Friday, August 23, 2013

A Second Counterfeit: The Judgmentless Gospel

What is the gospel?  In my post on August 14, I provided a template for understanding the gospel borrowed from Trevin Wax's The Counterfeit Gospels.  He argues that the gospel is like a three legged stool in that it has three distinct elements and if any of the elements is missing the stool will fall.

As he presents it, these three gospel legs include the gospel story, the gospel announcement, and the gospel community.  Each of these elements are vital for maintaining the truth of the gospel.  Each of these elements are often forgotten, lost, or ignored by segments of the "Christian community."  I think one of the most helpful elements of Wax's book is his take on how these gospel legs are ignored and forgotten.

For example, on August 19, I posted briefly about Wax's first gospel counterfeit, which he calls the therapeutic gospel.  The therapeutic gospel denies the beginning of the gospel story by rejecting the biblical truth of the fall of humanity.  It makes our happiness the goal of Christianity instead of God's glory.  In the process, the therapeutic gospel denies our very real need to repent and confess the very real sin that inhabits each of our hearts in this fallen world.  Such a practical theological move diminishes the need for Christ and God's grace.


Today we will briefly look at the Wax's second counterfeit gospel, the judgmentless gospel.  This fake is becoming increasingly popular in the evangelical world, and it matches perfectly with the tolerance movement driven by the popular culture of the day.  It takes many forms, but at its heart it denies the reality that God's judgment will be given on all.  As Wax states,

The Temptation in our day and age is to let the last part of the Apostle's Creed slip by unnoticed.  Many evangelicals talk a lot about justice and very little about judgment.  Justice here and now is a popular subject.  Judgment there and then?  Not so much.

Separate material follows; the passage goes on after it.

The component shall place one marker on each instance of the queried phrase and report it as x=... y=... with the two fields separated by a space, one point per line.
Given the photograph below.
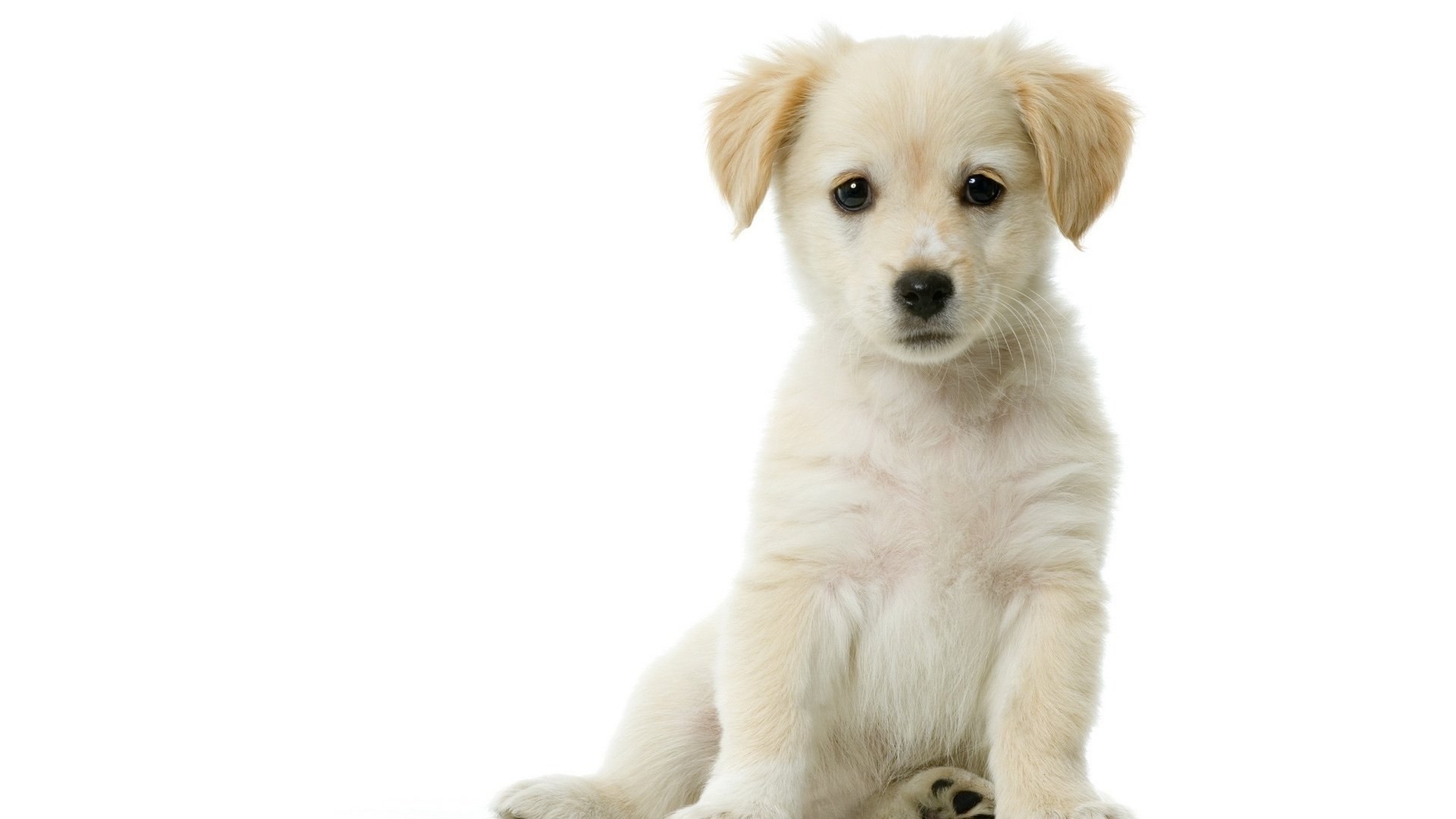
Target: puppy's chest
x=938 y=519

But justice and judgment are two sides to the same coin.  You cannot have perfect justice without judgment.  God cannot make things right without declaring certain things wrong.  It's the judgment of God that leads to a perfectly just world.  Try to take one without the other and you lose the good news.

The judgmentless gospel distorts a major part of the gospel story- the end.  And if you've ever heard a good story, you know that once you change the ending, you alter everything. (The Counterfeit Gospels, 68)

So what does this look like in real life?

There are several popular forms of this counterfeit.  Today, as with every age of the Church, some professing believers claim that everyone is going to heaven.  This belief is nothing more than the old Protestant heresy of universalism.  Wax writes to warn us that this belief is still alive and well. 

Another form of the judgmentless gospel is a bit more pernicious.  This form argues that social action is the real goal of Christianity.  In other words, what is really important is not the afterlife, but our mission in life.  This point is somewhat true (James does say that faith without works in dead!), and it might be a corrective to those churches which teach the sole goal of believers is to get people into heaven.  The problem is when people go to the other extreme of believing and teaching that the real goal of Christianity is social justice.  

Honestly, Wax does not do a great job of fleshing out the expressions of this false gospel.  I am not sure why he did not go into more detail.  For many of the points he makes, he could just point out that old school Protestant liberalism has maintained many of these perspectives for 200 years!  

In fact, as I see it, the judgmentless gospel is Protestant liberalism.  The problem is that in recent years, many evangelical leaders and churches have suddenly become infatuated with these ideas.  They believe they have uncovered something new; but when they forget the holiness of God and the reality of God's justice, they branch unto well-worn paths that have led to the demise and contraction of most mainline denominations.

How do they get on these well-worn paths?

In the name of tolerance and love, folks stop speaking of God's holiness and the reality of sin.  In so doing, they reject the need for Jesus to be a savior for very real sinners.  He becomes a good moral teacher or an example.  He is not a savior.  What often follows is a rejection of substitutionary atonement as important.  From this we lose justification and instead focus on our works as what proves our righteousness.  From this, we have a mix of Christianity, Buddhism, self-help messages, and other moralistic religions.  In one generation, the Christian part transforms into something sub-Christian at best.

A better book to deal with this judgmentless gospel is Tim Keller's, Generous Justice: How God's Grace Makes Us Just.  It is simply not true that one either has to be concerned with someone's salvation or working toward a just society.  The real gospel allows and encourages both!  

In other words, if we give up the message of the gospel story, we lose our entire message.  Christianity is founded upon a revolutionary message that includes the gospel story, the gospel announcement, and the gospel community.  We must keep all three in balance to maintain "the faith handed down once for all."